Result: $295 million settlement and historic injunction
Year: 2008

In one of the most significant appellate decisions this decade in the areas of antitrust and class action law, Lieff Cabraser attorneys and their colleagues prevailed before an en banc panel of the Third Circuit Court of Appeals in reversing an appellate panel’s decision and affirming the district court’s order approving the settlement of the De Beers antitrust suits. Sullivan v. DB Investments, 667 F.3d 273 (3rd Cir. 2011) (en banc).

For sixty years, De Beers flaunted U.S. antitrust laws. In 1999, De Beers’ Chairman Nicholas Oppenheimer stated that De Beers “likes to think of itself as the world’s … longest-running monopoly. [We seek] to manage the diamond market, to control supply, to manage prices and to act collusively with our partners in the business.”

The hard-fought litigation spanned several years and countries.
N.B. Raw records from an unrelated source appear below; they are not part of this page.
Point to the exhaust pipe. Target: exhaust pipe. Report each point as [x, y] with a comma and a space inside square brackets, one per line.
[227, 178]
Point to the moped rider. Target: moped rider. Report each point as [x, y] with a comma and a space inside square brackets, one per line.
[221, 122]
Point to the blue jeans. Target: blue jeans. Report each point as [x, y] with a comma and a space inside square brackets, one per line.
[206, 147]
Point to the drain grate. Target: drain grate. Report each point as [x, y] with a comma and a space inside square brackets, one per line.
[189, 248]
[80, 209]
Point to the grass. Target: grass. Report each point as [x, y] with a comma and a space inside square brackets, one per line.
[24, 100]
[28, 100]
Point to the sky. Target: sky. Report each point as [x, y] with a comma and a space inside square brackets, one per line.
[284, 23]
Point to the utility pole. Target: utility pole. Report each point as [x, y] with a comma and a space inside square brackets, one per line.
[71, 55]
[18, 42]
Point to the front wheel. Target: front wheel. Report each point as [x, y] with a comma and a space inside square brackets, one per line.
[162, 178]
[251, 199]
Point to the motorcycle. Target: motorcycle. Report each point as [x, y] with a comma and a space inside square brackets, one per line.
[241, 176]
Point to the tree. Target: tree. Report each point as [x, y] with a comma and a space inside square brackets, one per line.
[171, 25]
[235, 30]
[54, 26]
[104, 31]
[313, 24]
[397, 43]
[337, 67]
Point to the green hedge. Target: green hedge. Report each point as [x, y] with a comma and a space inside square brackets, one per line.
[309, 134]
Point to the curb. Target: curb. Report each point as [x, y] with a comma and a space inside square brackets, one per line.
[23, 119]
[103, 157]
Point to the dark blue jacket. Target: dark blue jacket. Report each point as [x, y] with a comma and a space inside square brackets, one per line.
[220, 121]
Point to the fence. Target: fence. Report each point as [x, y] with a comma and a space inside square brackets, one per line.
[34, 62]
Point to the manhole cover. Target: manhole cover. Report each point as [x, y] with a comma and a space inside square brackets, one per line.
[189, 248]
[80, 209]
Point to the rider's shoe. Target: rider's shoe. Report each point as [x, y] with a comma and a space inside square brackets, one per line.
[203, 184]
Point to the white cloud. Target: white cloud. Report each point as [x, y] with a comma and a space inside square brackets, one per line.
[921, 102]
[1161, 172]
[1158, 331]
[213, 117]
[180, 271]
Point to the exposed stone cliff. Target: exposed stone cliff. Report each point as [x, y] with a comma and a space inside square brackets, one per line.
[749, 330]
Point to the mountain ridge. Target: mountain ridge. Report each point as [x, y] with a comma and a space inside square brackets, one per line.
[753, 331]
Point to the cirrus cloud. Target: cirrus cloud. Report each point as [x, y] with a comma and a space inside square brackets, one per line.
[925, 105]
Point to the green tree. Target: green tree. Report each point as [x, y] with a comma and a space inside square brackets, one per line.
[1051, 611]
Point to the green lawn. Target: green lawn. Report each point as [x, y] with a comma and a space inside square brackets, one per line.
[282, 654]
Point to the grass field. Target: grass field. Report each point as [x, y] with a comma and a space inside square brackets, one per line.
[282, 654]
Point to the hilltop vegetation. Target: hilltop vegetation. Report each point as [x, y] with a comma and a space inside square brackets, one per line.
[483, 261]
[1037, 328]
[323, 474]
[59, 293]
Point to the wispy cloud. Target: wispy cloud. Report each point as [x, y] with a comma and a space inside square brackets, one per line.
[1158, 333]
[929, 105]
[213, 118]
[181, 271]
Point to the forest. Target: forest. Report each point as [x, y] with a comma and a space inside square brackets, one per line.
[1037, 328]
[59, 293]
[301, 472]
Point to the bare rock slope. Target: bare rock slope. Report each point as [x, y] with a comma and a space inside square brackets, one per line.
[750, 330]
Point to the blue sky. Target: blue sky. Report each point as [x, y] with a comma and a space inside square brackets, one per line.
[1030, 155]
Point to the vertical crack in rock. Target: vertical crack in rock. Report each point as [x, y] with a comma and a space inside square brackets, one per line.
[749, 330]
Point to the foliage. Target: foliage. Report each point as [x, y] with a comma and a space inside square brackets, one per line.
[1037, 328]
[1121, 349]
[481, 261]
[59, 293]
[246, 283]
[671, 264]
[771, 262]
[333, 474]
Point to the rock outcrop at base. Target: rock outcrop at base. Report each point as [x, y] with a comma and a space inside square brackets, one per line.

Despite the tremendous resources available to the U.S. Department of Justice and state attorney generals, it was only through the determination of plaintiffs’ counsel that De Beers was finally brought to justice and the rights of consumers were vindicated.

Lieff Cabraser served as Class Counsel for consumers who purchased diamonds from 1994 through March 31, 2006, in a class action lawsuit against the De Beers group of companies. Plaintiffs charged that De Beers conspired to monopolize the sale of rough diamonds. In May 2008, the District Court approved a $295 million settlement for purchasers of diamonds and diamond jewelry, including $130 million to consumers. The settlement also barred De Beers from continuing its illegal business practices and required De Beers to submit to the jurisdiction of the Court to enforce the settlement.

Lieff Cabraser antitrust attorneys played key roles in negotiating the settlement and defending it on appeal, including convincing the Third Circuit to review a panel’s decision striking down the settlements. The en banc panel reinstated the certification order, finding that the predominance standard was met by focusing on De Beers’ misconduct and the injury it caused each and every class member. The en banc panel’s decision provides a roadmap for certification of nationwide class action lawsuits involving antitrust and consumer claims.